Cliff > There are many interpretations which can be immediately discounted because the false, or skewed motivations of the interpreter is obvious, or their underlying assumptions are dubious.

What would count as a false motivation? What would count as a dubious assumption?

Cliff Martin said...

Oh, Isaac. I'm sure you would not need to look long to find scientists who defend their hypotheses in very immature fasion i.e."I'm right, your wrong." Likewise, you will find responsible scientists, more interested in truth than being right. The same two kinds of people can also be found among Bible interpreters.

Hermeneutics is a science.

I do not have the time or energy to describe for you various suspect motives and faulty assumptions that drive some people's study of the Bible. I'm sure if you think about it, you could write you own list.

Isaac Gouy said...

Cliff > would not need to look long...

It's disappointing to see an unsubstantiated slur which does nothing to answer the point - Thinking of ways to disprove your own hypotheses is very different from "I'm right, you're wrong!"

Cliff > Hermeneutics is a science.

Michael Behe defined scientific theory so broadly that it would include astrology - perhaps you are defining science just as broadly.

Cliff > I do not have the time or energy...

That's fine - I just wondered how well your own study of the Bible would survive the criteria you apply to others.

Cliff Martin said...


Did you miss my point entirely? I did not think that my contention about scientists needed "substantition". Do you doubt that some scientists selfishly guard their theories and ideas? Whether you doubt it or not, I’ll stand by my statements. And I do not feel the need in a comment to offer substantiation for every point I make.

Thinking of ways to disprove your own hypotheses is very different from "I'm right, you're wrong!"
Of course! What did I say that suggested otherwise? My point (did you get it?) was that you can find both kinds of individuals in ever discipline. I offer no proof. It is my opinion. But I hardly think it should be controversial at all. Seems quite obvious to me.

Yes, Isaac. Hermeneutics is a science. I never thought I would have to offer substantiation for that. One of my dictionary’s definition for science is “a systematically organized body of knowledge on a particular subject.” Hermeneutics, which is “the branch of knowledge that deals with interpretation, esp. of the Bible or literary texts”, clearly rises to that definition. Wikepedia agrees:

“Biblical hermeneutics is often defined as both a science and an art. It is considered a science with regard to its prescribed set of rules, and an art because meaning is not found in a mechanical and rigid application of rules” (Wikipedia article on Hermaneutics)

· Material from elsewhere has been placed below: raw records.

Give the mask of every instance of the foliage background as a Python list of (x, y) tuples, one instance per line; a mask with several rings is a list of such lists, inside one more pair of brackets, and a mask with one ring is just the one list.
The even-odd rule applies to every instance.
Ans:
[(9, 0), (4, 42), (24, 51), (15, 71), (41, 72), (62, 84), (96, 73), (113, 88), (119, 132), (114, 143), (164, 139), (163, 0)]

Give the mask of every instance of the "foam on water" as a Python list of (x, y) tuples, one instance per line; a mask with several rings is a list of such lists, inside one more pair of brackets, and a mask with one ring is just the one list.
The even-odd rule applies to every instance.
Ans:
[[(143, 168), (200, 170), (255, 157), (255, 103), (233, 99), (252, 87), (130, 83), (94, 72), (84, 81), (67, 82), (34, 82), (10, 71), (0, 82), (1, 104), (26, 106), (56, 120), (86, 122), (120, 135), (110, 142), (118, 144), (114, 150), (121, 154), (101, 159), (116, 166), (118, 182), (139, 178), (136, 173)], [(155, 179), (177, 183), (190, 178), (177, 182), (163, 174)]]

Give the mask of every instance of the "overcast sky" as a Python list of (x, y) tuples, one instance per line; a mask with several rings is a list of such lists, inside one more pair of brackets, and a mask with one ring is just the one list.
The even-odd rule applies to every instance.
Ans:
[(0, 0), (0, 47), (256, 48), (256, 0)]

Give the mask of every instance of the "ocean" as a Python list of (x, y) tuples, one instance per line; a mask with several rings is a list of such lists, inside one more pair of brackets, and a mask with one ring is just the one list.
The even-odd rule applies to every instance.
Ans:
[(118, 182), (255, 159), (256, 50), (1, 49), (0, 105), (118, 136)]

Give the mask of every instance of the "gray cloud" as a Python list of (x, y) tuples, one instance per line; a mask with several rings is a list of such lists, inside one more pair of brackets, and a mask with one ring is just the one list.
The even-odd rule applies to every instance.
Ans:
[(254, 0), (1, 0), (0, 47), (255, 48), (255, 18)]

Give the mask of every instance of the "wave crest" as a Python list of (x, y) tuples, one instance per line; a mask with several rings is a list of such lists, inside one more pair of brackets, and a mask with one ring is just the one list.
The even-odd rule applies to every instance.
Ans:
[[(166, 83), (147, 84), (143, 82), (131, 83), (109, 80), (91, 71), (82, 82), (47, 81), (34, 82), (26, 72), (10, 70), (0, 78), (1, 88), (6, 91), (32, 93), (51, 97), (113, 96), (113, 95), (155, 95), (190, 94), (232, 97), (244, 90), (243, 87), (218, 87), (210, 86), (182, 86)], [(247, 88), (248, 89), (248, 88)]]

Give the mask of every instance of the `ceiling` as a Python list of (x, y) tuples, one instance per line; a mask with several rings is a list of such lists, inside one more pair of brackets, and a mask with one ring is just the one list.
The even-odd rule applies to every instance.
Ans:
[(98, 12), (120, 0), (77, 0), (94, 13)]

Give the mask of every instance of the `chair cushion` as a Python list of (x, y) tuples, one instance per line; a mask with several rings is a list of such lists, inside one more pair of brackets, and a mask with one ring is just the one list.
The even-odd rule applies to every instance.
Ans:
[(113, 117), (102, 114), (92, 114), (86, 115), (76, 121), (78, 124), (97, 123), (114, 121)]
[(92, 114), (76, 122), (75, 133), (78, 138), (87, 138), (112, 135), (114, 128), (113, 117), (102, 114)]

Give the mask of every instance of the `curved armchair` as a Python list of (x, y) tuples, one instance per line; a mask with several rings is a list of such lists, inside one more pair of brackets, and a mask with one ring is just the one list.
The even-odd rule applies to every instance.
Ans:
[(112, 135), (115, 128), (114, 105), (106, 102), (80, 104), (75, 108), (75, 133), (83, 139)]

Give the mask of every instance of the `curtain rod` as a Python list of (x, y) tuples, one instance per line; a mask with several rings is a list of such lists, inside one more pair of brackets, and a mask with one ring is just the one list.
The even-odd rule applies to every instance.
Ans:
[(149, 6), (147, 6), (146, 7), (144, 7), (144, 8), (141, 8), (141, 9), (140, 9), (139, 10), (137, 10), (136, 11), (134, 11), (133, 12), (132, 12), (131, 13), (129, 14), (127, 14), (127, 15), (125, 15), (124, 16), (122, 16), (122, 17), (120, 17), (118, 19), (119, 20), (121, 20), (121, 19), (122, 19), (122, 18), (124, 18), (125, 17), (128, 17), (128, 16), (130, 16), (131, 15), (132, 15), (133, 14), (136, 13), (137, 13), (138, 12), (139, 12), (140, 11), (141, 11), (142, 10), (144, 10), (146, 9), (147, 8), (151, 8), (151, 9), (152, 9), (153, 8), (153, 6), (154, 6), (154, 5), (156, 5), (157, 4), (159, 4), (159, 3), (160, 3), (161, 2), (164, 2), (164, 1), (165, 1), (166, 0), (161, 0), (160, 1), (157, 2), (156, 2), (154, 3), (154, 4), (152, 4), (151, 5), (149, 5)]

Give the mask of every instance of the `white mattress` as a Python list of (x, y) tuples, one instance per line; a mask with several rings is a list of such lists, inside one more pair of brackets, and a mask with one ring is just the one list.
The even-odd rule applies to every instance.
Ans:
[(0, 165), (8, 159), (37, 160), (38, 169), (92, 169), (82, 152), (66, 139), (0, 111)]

My google search for <“science of hermenuetics”> (something you really ought to do) yielded hundreds of results, mostly academic and scholarly works.

The Encylopedia Britannica defines hermeneutics as “science of interpretive principles.”

I’m trying to understand what you are driving at here. If you point is that interpreting the Bible is, ultimately, subjective, then of course you are correct. Is that your point?

Isaac Gouy said...

Cliff > I did not think that my contention about scientists needed "substantition".

Do you think your comment was a slur?

Do you think your comment was relevant to the difference between science and other studies?

You could as easily say - you would not need to look long to find scientists who are christian and criminal - and that would likewise say nothing about what makes them as scientists different from other christian criminals.

Cliff > My google search for “science of hermenuetics” (something you really ought to do)...

Is it "quite obvious" to you that I didn't?

Cliff > One of my dictionary’s definition for science is “a systematically organized body of knowledge on a particular subject.”

Do you think that includes history?

Do you think that includes theology?

Do you think that includes astrology?

Cliff > If you point is that interpreting the Bible is, ultimately, subjective, then of course you are correct.

I am well aware of how much easier it is to criticize others than it is to set out ideas in a way that will withstand similar criticisms.

I wondered how well your own interpretation of the Bible would survive the criticism you make of other people's interpretations.